Actually, I was right here when Ruth called but didn't answer the phone. I was back in bed, still feeling tired, despite the fact that I'd slept while Chloe napped. Immune to Ruth's enthusiasm over the sudden presence of a man at Gymboree, I lay there listening to her message and staring at the crack in the ceiling, all the while wondering what Jake was serving for lunch at Grappa.

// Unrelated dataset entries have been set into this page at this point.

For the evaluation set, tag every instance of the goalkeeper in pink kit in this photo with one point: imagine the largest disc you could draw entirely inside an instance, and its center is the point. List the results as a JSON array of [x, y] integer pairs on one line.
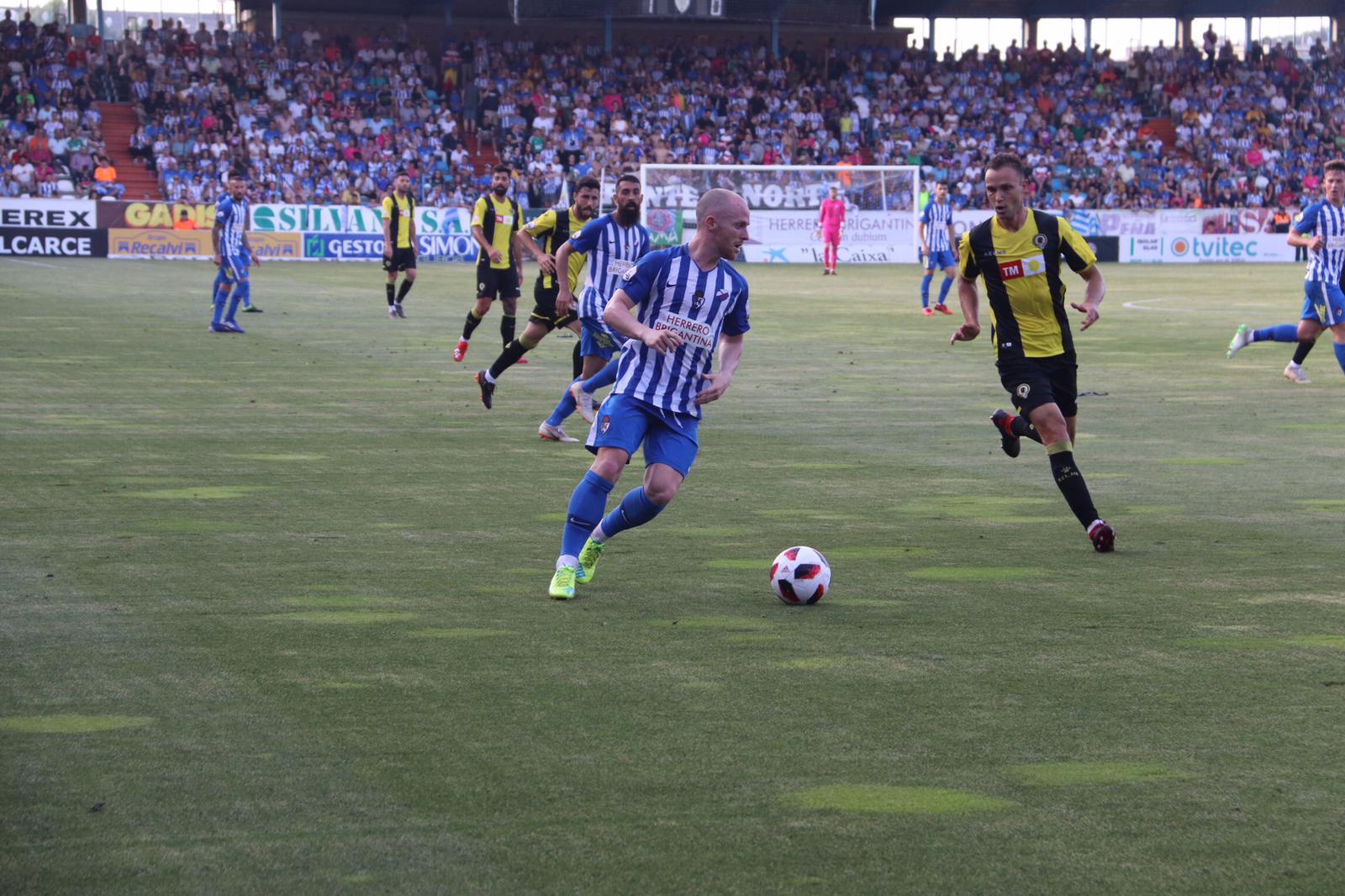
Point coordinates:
[[831, 224]]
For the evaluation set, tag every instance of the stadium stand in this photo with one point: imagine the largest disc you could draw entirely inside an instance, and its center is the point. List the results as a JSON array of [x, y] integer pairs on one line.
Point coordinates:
[[330, 118]]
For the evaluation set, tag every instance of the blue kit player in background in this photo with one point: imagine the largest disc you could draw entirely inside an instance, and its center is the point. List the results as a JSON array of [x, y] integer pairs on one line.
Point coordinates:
[[690, 300], [939, 248], [233, 255], [1320, 229], [614, 242]]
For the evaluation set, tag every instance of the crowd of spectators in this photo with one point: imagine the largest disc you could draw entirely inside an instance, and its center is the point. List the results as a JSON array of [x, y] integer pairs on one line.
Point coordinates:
[[50, 125], [330, 119]]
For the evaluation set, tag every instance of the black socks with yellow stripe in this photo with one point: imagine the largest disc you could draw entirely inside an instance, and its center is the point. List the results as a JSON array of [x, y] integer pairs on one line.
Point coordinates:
[[472, 320], [1069, 481]]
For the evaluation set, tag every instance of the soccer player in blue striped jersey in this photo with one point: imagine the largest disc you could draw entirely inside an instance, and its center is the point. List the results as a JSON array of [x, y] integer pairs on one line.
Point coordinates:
[[690, 302], [612, 242], [939, 248], [232, 255], [1320, 229]]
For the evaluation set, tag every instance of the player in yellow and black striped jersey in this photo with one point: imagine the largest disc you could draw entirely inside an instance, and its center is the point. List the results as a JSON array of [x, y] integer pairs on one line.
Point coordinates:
[[1019, 255], [553, 228], [398, 242], [499, 269]]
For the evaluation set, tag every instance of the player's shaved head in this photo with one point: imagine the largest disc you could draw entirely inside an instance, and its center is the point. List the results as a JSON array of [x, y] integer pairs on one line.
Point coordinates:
[[719, 203]]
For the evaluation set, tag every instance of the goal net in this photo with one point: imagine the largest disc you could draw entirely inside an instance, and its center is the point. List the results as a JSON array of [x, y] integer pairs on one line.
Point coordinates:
[[881, 208]]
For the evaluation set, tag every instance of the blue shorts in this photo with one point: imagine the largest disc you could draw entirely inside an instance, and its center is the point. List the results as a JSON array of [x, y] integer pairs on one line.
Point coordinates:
[[625, 423], [941, 259], [1324, 303], [235, 268], [598, 340]]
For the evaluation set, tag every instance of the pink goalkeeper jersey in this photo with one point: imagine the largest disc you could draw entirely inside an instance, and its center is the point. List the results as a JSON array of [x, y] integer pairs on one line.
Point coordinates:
[[833, 214]]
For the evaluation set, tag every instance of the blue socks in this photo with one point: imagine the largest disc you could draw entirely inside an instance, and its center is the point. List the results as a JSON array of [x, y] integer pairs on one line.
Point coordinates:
[[604, 377], [564, 408], [241, 293], [943, 289], [634, 510], [1284, 333], [588, 501]]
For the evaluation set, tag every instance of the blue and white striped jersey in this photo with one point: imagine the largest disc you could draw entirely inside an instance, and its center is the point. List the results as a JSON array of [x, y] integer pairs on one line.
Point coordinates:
[[233, 217], [612, 250], [674, 293], [936, 217], [1328, 221]]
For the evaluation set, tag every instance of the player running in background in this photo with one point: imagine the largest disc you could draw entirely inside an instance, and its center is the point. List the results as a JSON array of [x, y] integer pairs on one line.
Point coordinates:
[[939, 248], [398, 242], [831, 226], [690, 300], [612, 244], [1320, 229], [553, 228], [1019, 255], [232, 255], [499, 269]]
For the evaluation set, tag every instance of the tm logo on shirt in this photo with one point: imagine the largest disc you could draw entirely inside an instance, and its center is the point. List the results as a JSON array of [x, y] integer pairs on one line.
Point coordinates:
[[1029, 266]]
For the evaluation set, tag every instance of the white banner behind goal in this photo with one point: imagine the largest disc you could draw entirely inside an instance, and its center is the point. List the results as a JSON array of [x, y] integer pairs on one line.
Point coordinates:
[[881, 208]]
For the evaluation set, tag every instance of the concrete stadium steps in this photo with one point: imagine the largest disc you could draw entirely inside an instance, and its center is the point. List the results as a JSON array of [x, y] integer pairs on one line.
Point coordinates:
[[119, 123], [1165, 129], [481, 158]]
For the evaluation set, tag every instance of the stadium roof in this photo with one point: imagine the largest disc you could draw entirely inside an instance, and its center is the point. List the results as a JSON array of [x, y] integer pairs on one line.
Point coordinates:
[[840, 13]]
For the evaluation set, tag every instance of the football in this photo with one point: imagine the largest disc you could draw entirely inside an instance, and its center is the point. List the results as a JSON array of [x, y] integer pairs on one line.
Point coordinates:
[[800, 576]]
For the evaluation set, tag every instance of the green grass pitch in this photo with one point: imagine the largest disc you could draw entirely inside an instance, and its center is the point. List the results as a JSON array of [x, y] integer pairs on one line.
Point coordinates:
[[273, 609]]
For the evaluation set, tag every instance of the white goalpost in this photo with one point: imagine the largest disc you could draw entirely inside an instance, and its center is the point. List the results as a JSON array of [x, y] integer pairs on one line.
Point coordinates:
[[881, 208]]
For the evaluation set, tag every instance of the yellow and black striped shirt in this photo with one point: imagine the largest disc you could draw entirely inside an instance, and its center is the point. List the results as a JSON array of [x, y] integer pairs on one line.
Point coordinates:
[[545, 229], [498, 221], [1022, 282], [398, 210]]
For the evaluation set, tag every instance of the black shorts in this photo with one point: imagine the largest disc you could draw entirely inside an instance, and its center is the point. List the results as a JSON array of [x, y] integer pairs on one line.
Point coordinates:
[[544, 311], [1042, 381], [401, 260], [495, 282]]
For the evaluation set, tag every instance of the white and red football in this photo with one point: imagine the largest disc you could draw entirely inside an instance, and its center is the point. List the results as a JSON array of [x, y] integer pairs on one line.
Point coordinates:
[[800, 576]]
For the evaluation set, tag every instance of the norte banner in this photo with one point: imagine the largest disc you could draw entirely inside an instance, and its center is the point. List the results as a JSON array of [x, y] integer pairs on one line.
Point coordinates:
[[155, 214], [53, 242], [71, 214], [125, 242]]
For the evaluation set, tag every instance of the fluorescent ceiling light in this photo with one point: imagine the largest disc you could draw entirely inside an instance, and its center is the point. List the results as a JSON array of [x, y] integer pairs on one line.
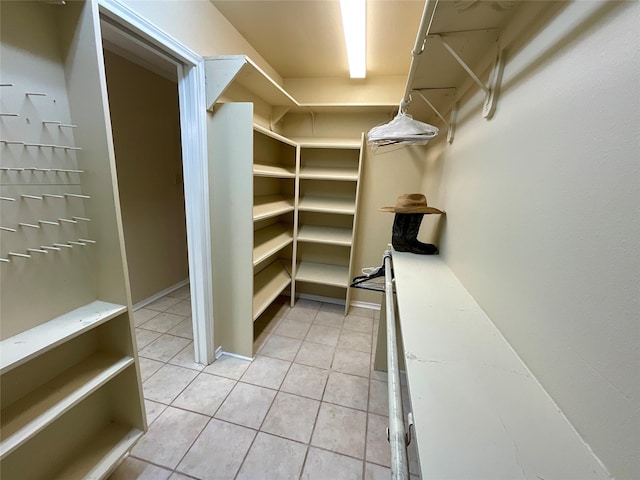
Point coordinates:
[[353, 24]]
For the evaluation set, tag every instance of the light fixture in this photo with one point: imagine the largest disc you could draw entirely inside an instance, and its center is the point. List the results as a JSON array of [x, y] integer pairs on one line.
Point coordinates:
[[353, 23]]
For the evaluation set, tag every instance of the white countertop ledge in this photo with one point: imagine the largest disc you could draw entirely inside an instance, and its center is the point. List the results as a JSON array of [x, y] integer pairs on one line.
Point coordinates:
[[479, 413]]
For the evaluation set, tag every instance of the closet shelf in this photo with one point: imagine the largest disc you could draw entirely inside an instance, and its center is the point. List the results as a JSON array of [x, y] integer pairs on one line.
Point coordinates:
[[342, 143], [262, 170], [225, 73], [16, 350], [268, 284], [102, 452], [267, 241], [329, 173], [324, 274], [28, 415], [326, 204], [325, 235], [267, 206]]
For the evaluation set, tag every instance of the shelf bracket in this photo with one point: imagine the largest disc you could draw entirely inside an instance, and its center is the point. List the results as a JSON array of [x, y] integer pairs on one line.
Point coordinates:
[[491, 90], [451, 124]]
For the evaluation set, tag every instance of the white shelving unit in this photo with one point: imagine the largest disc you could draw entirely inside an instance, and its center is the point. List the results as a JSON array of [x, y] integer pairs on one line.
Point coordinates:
[[327, 205], [70, 395], [290, 204]]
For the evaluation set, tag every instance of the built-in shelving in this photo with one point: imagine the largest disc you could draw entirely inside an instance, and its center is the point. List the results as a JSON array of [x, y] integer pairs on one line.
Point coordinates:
[[326, 235], [23, 347], [71, 402], [330, 173], [268, 284], [270, 240], [97, 457], [323, 273], [274, 171], [271, 206], [25, 417], [327, 204]]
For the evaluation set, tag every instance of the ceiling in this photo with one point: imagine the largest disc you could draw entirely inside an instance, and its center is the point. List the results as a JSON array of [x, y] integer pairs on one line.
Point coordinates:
[[303, 38]]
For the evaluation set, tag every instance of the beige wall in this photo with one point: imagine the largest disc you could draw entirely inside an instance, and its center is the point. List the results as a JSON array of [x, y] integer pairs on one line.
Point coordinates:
[[543, 216], [146, 132]]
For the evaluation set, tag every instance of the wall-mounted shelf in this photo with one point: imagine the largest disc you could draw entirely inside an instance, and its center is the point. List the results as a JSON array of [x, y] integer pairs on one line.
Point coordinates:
[[462, 40]]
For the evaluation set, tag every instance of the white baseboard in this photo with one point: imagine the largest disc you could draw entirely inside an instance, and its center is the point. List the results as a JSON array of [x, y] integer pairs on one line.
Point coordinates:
[[166, 291], [220, 353]]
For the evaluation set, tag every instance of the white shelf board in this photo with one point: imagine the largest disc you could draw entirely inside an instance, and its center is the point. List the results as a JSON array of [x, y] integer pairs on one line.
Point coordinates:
[[267, 285], [478, 410], [329, 173], [25, 417], [268, 133], [326, 204], [16, 350], [313, 142], [270, 206], [222, 71], [326, 235], [270, 240], [98, 457], [262, 170], [323, 274]]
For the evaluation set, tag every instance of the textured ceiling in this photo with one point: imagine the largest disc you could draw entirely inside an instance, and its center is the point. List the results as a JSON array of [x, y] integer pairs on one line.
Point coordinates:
[[303, 38]]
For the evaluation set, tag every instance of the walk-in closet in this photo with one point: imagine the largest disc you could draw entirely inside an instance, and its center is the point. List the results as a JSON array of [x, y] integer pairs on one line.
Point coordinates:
[[229, 250]]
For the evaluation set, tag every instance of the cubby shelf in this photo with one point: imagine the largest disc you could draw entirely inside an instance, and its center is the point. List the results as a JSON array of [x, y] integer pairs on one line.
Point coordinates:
[[268, 284], [277, 171], [326, 235], [25, 417], [21, 348], [268, 206], [327, 204], [323, 274], [99, 455], [329, 173], [268, 241]]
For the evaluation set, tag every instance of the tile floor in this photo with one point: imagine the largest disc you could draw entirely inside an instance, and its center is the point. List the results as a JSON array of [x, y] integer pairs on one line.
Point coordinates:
[[309, 406]]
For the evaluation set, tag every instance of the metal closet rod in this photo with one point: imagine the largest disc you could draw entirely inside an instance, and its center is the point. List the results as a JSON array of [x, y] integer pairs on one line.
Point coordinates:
[[421, 38]]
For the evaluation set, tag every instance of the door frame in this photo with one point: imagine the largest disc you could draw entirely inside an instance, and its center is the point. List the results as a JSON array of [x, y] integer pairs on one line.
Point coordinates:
[[192, 100]]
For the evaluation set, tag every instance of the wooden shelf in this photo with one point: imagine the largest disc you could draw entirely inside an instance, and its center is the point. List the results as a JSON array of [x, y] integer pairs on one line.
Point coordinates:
[[273, 171], [226, 71], [104, 451], [327, 204], [323, 274], [329, 173], [326, 235], [267, 285], [23, 347], [314, 142], [270, 240], [25, 417], [270, 206]]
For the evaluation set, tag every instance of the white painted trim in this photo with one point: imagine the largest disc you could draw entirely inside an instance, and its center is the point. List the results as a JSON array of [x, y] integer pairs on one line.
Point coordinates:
[[195, 167], [367, 305], [234, 355], [159, 295]]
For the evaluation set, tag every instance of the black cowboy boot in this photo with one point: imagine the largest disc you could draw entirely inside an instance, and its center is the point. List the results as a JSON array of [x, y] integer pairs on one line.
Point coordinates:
[[405, 232]]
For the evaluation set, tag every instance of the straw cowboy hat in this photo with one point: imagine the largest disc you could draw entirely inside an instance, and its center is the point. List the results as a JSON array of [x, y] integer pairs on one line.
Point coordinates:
[[411, 203]]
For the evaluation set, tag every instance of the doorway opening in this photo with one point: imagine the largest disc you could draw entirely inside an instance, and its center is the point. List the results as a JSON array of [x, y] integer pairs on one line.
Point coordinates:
[[164, 195]]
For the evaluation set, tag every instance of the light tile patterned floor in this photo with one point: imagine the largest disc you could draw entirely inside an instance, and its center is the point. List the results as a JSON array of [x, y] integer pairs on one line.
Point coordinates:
[[309, 406]]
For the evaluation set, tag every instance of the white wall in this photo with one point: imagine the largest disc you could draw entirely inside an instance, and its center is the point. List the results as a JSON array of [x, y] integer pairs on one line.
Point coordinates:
[[543, 215]]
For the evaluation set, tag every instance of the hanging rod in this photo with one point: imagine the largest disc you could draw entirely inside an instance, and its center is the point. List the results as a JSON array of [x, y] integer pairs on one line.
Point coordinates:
[[398, 439], [451, 124]]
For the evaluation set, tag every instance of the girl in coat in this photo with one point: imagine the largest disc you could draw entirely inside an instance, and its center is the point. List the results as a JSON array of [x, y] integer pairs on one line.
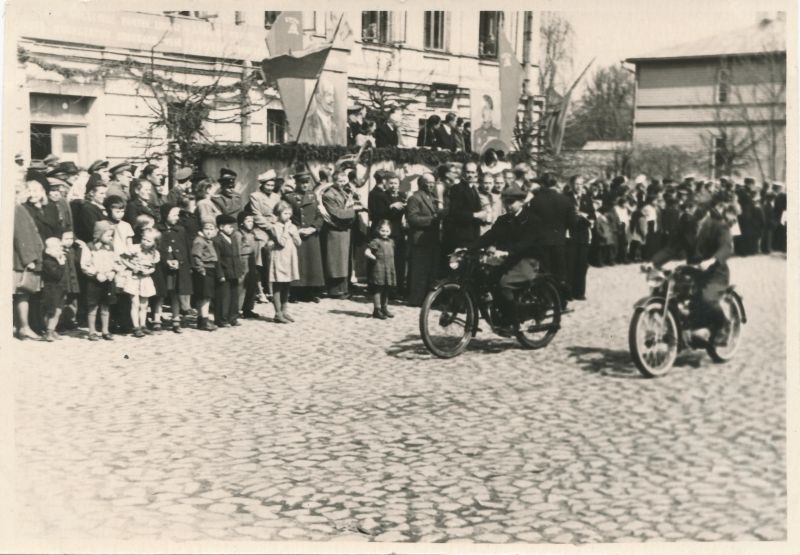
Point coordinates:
[[283, 263], [382, 276], [140, 262], [100, 266]]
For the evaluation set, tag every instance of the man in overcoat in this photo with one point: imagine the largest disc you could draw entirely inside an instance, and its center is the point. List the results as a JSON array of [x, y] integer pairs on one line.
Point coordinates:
[[306, 216], [336, 235], [462, 224], [554, 214], [423, 213]]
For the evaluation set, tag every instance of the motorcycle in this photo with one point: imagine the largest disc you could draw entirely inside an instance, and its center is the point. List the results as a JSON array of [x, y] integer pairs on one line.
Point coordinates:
[[661, 324], [453, 308]]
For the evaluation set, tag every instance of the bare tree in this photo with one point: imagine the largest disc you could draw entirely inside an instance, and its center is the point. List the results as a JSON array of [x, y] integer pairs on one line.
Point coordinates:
[[750, 110]]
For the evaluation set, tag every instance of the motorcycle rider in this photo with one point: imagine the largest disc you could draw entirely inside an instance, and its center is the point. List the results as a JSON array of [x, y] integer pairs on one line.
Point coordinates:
[[710, 249], [513, 241]]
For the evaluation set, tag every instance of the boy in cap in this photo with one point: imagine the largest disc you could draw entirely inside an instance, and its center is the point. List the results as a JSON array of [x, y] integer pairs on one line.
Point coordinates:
[[226, 297], [121, 177]]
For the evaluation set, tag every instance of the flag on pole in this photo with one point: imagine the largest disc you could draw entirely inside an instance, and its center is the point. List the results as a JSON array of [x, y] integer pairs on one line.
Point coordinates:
[[302, 64], [556, 117], [286, 34], [511, 78]]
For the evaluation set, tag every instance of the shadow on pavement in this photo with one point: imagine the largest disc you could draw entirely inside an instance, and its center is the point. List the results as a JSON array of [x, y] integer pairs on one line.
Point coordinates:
[[607, 362], [411, 347], [354, 313]]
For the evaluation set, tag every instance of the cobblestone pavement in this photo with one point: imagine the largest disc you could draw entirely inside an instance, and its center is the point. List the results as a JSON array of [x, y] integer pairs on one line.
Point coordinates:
[[341, 427]]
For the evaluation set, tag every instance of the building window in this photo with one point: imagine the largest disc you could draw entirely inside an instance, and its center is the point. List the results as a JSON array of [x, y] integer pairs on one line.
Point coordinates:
[[269, 19], [276, 126], [435, 30], [723, 86], [720, 156], [376, 27], [488, 32]]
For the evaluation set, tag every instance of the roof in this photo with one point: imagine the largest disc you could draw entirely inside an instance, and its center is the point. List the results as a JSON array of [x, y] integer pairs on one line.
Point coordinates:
[[605, 145], [764, 37]]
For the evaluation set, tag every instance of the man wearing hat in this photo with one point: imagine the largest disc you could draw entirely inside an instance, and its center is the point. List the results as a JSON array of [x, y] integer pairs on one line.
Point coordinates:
[[121, 176], [100, 167], [51, 161], [514, 236], [183, 184], [554, 213], [308, 219], [462, 225], [228, 200], [62, 177]]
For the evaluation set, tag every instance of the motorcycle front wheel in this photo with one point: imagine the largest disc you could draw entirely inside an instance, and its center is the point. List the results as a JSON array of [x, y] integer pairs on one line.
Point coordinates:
[[540, 310], [723, 351], [653, 340], [446, 320]]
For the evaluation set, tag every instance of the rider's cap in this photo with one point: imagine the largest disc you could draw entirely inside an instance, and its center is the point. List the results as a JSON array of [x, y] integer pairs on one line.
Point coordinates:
[[513, 192]]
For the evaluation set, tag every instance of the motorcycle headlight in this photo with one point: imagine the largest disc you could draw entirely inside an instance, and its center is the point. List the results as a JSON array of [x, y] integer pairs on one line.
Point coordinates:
[[655, 279]]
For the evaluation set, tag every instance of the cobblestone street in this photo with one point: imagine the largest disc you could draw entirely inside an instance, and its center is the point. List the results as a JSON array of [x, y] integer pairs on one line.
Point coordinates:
[[342, 427]]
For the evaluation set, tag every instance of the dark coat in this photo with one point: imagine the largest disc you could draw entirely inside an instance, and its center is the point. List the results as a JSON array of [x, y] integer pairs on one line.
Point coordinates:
[[423, 219], [379, 206], [28, 244], [554, 214], [513, 234], [136, 207], [305, 213], [337, 235], [230, 261], [175, 244], [85, 215], [47, 219], [386, 135], [580, 230], [460, 226], [445, 140]]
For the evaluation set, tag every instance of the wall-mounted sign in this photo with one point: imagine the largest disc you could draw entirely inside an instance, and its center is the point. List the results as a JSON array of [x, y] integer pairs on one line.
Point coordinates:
[[441, 95]]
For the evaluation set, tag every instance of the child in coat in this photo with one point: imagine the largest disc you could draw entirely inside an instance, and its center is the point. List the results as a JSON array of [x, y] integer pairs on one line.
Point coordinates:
[[100, 266], [249, 252], [53, 267], [226, 296], [205, 265], [140, 263], [382, 275], [284, 266], [175, 251], [70, 281]]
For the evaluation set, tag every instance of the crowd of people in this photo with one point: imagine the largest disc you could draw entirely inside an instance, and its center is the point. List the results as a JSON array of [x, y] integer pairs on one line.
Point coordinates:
[[114, 253], [449, 133]]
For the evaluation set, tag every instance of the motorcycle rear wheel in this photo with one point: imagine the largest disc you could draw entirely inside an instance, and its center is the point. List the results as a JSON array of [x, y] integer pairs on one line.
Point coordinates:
[[653, 350], [446, 320], [538, 332], [724, 352]]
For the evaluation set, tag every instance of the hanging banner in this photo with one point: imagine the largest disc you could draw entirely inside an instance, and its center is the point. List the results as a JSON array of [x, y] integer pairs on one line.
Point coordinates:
[[511, 78], [486, 123], [326, 122]]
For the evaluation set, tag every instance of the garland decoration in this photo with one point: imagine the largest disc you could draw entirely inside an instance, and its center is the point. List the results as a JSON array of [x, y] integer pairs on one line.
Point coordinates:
[[290, 152]]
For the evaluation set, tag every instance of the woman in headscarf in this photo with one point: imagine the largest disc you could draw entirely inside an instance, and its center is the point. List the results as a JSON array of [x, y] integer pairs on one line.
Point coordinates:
[[28, 249], [139, 204]]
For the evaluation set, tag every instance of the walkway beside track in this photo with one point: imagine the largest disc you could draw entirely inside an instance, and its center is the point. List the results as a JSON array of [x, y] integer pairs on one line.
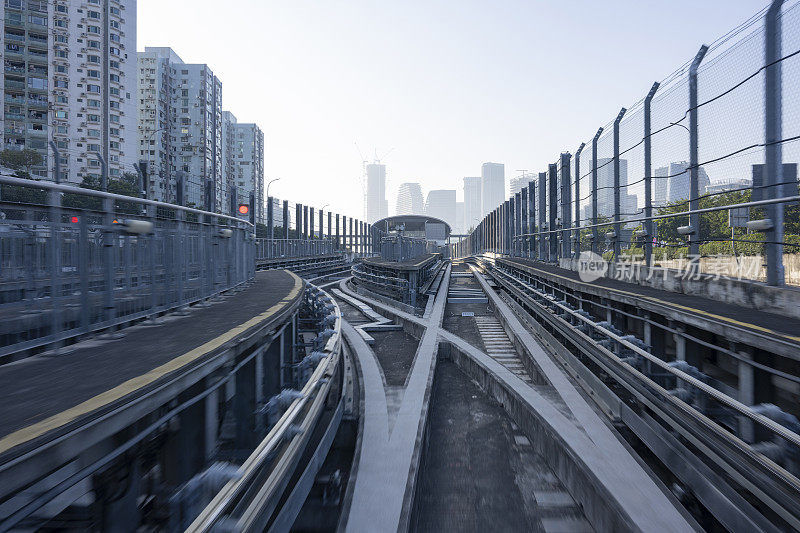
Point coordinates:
[[46, 396], [390, 453]]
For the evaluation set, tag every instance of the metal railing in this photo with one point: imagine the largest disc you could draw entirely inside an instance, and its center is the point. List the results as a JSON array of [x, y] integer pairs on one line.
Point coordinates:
[[248, 501], [281, 248], [75, 261]]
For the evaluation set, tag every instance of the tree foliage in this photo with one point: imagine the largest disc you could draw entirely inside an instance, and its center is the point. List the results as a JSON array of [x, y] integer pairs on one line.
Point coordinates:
[[21, 160]]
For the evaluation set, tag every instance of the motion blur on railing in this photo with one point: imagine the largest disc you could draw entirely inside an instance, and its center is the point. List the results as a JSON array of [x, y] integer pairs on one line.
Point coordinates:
[[76, 261]]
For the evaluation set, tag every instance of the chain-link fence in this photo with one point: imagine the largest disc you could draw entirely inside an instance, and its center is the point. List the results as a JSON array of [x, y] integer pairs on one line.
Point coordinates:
[[702, 170]]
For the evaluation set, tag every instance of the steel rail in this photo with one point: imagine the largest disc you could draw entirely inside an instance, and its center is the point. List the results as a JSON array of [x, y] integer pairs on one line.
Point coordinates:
[[723, 398], [317, 386], [682, 419]]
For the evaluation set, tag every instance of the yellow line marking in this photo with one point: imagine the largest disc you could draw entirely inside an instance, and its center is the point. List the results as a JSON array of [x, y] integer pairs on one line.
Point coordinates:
[[35, 430], [670, 304]]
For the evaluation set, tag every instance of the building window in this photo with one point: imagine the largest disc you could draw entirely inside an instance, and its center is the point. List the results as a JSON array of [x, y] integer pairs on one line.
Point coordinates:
[[37, 83]]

Suddenly, I sit up in bed. I can't remember if I fed Chloe lunch. I look over where she's playing on the rug by the television, studying her for signs of malnutrition. Had I fed her? Or, was it breakfast I was remembering? I looked at the clock by the bedside table. Four fifteen. Had we been in this room all day?
 
That evening I'm in the kitchen heating up a can of soup for Chloe's dinner when Fiona breezes in. “Lookie, lookie, who's got a cookie?” she says, pulling a small, wax paper bag from her purse.
Chloe squeals delightedly as Fiona unwraps a large, iced cookie with a blue smiley face and hands it to her. Without asking me.
“Don't you think Eat'n Park makes the best cookies? When was the last time you had one, Mira?” Fiona asks, digging in her purse. “I got one for you, too,” she says, handing me another small bag. Mine is red, a hastily iced cookie with a crooked gash of a grin.
“I had dinner there tonight with a girlfriend,” Fiona tells me. “I just love their chicken potpie.” Fiona sits down at the table, and Chloe brightens instantly; she even abandons her assault on the cookie to smile at her.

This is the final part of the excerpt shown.